Which isn’t to say it’s good. Not yet, anyway.

Watching Part I of “Horizon” is like reading the first few chapters of a novel and then losing your copy. It introduces characters and sets up potential developments…but feels scattershot and incomplete.

May I suggest that it never should have been planned as a theatrical release, that it would be much better served (and easier to digest) as 12 one-hour episodes on some streaming service?

Well, here’s what we’ve got so far.

The Horizon of the title is a town in Arizona. As the film begins in the late 1850’s a surveyor and his family are laying out the parameters of their proposed burg.  The local Apaches have other ideas.

Indeed the action highlight is a nighttime raid on Horizon — little more than a collection of tents — that leaves all but a handful of settlers dead and scalped.  

One of the few survivors is the newly widowed Frances Kittredge (Sienna Miller), who after the raid must be dug out of a collapsed escape tunnel from her family’s cabin. Her rescuer is Lt. Trent Gephart of the U.S. Cavalry (Sam Worthington); a romance may be in the works.

Another plot thread:  Old hand Hayes Ellison (Costner) finds himself protecting a young prostitute (Abbey Lee) and an infant who are being sought by the child’s murderous stepbrothers (Jon Beavers, Jamie Campbell Bower).

Meanwhile a wagon train wends its way across the prairie, with the wagon master (Luke Wilson) frustrated by a young woman from the East (Ella Hunt) whose entitled attitude threatens the survival of the entire party.

A teenage boy who lived through the opening massacre (Hayes Costner, the director’s son) ends up riding with a seedy bunch of scalp hunters led by a scuzzy killer (Jeff Fahey). Their M.O. is to raid Indian villages while the warriors are off on hunts; each scalp can be redeemed for cash.

Finally, we spend some time with Apaches warriors (Owen Crow Shoe, Tatanka Means) who disagree on how to deal with the white tide breaking over their lands.

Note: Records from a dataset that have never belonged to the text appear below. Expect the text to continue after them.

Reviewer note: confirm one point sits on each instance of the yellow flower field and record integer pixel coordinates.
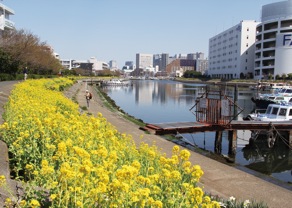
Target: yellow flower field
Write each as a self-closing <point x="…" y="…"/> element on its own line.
<point x="82" y="161"/>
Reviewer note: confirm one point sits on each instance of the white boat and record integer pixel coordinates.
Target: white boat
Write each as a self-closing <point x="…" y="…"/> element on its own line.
<point x="274" y="86"/>
<point x="274" y="112"/>
<point x="280" y="96"/>
<point x="116" y="82"/>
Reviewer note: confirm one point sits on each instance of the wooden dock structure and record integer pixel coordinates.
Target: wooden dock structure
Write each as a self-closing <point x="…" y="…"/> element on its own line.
<point x="194" y="127"/>
<point x="271" y="128"/>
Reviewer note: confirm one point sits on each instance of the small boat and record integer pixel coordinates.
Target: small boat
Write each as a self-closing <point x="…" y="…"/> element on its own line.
<point x="280" y="96"/>
<point x="274" y="112"/>
<point x="116" y="82"/>
<point x="274" y="86"/>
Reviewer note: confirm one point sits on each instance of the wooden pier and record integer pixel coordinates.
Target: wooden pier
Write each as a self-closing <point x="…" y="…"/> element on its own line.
<point x="195" y="127"/>
<point x="232" y="127"/>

That’s a lot of narrative elements, none of which come close to being resolved in this initial three-hour movie.  New characters are introduced with head-spinning regularity (Jena Malone, Danny Huston, Will Patton, James Russo); we barely get to know any of them.

This means what while “Horizon” is crammed with visual wonders (the cinematographer is J. Michael Muro) it has very little feeling beyond the terror of an unpleasant death.

Only a couple of times does the script (by Costner, John Baird and Mark Kasden) strike a satisfying emotional note.  One of these is delivered by Michael Rooker, the heavy of countless movies and T.V. shows, who has a brief, quietly heartbreaking moment as a crusty-but-kind Army sergeant recounting the death of one of his offspring.

As director, Costner gives us many a pretty picture but not a lot of narrative coherence.  He borrows freely from the John Ford playbook — there’s a community dance (a staple of just about every Ford Western), an army outpost and dozens of flat-topped mesas that evoke the Monument Valley outcrops so iconic from “The Searchers” and other titles.

But there is simultaneously too much story here…and not enough.

At this point Costner has already finished the second film and is working on the other two.  Indeed, “Horizon – Part I” ends with five minutes of scenes from the upcoming installments.

I’m looking forward to seeing them in quick succession. Perhaps then Costner’s master plan will become clear.